Rise of the machines

Once complex third party scripting and rules engines exist and are available through their own web interfaces, artificial intelligence (AI) systems can use them to provide natural language interfaces with their own interpretive power on top. With systems like Amazon Alexa and Google Home, users can build on the basic payment transaction interfaces, with rules on top. This will bring rules-based payment processing to those who have no interest in the arcana of scripts and programming.

Even rules have rules

While the way finances are managed is broadening, financial rules logic will continue to advance. The next step is to create metadata on the top of basic rules. For example, systems can define things like an agreement to pay someone in the future, where that agreement can be transferred to another person (effectively an IOU). These are metarules (rules about rules), analogous to metadata (data about data): the rule is ‘pay someone at this time’; the metarule is ‘verify and sign this rule, then allow it to be transferred or proven to someone else’.
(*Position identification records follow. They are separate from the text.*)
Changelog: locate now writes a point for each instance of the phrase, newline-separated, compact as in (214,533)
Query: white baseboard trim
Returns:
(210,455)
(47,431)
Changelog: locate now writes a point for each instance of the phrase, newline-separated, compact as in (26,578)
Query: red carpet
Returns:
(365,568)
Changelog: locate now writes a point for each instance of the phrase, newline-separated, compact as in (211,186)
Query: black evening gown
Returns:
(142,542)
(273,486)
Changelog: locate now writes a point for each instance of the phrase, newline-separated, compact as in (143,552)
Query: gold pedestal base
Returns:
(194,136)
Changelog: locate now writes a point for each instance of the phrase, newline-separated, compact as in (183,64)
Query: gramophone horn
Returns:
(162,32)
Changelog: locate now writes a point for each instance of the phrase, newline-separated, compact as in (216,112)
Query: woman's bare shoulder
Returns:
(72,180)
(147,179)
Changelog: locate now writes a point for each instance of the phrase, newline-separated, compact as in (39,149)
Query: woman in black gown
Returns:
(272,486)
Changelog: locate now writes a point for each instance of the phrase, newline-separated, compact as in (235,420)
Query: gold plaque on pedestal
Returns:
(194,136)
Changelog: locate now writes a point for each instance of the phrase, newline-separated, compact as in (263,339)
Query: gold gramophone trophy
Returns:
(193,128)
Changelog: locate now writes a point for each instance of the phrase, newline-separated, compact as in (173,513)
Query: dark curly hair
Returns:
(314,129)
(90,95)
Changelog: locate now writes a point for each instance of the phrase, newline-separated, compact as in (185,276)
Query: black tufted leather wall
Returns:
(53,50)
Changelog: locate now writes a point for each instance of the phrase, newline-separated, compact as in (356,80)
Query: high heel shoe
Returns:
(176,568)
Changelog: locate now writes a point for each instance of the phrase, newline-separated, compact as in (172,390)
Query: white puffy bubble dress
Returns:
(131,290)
Services will extend in various directions to support the idea of making rules about rules. The first examples will be completely standard and understood applications such as IOUs between friends, but much like the word ‘meta’ itself, options are only limited by the flexibility of the metarule-set and the imagination of the user.

Into the metaverse: the options are endless

Once metarules are available, new and creative application cottage industries can emerge. IOUs between individuals can be extended to friends, making microcredit brokerage groups without any further financial institution involvement.

The ability to define rules of rules on transactions allows value to be transferred in and out of the system. People can create rules that define exchange rates and mechanisms of a commodity anchored to real currencies, events or places; making possible specific time-based or exchange-based local currencies. Here, ‘local’ doesn’t even mean local geographically – it could just mean local within the group’s membership criteria. Once this happens, the very idea of financial institutions becomes blurred: we all become banks, and the legal and regulatory implications of this could be frightening.

Conclusions

The developments coming to open payments only describe innovations we have seen many times before, even in some limited cases within finance itself. The difference with open banking is that there is a huge legacy to overcome, both institutional inertia and the difficulty in changing something that permeates every aspect of our lives. At the same time, once an idea takes hold, it can make a whole new paradigm seemingly overnight. This is where most of the large Silicon Valley successes have come from. The progress we can make on a system that is still based in some form on passing pieces of paper around is hugely exciting and liberating, and could revolutionise the whole finance industry.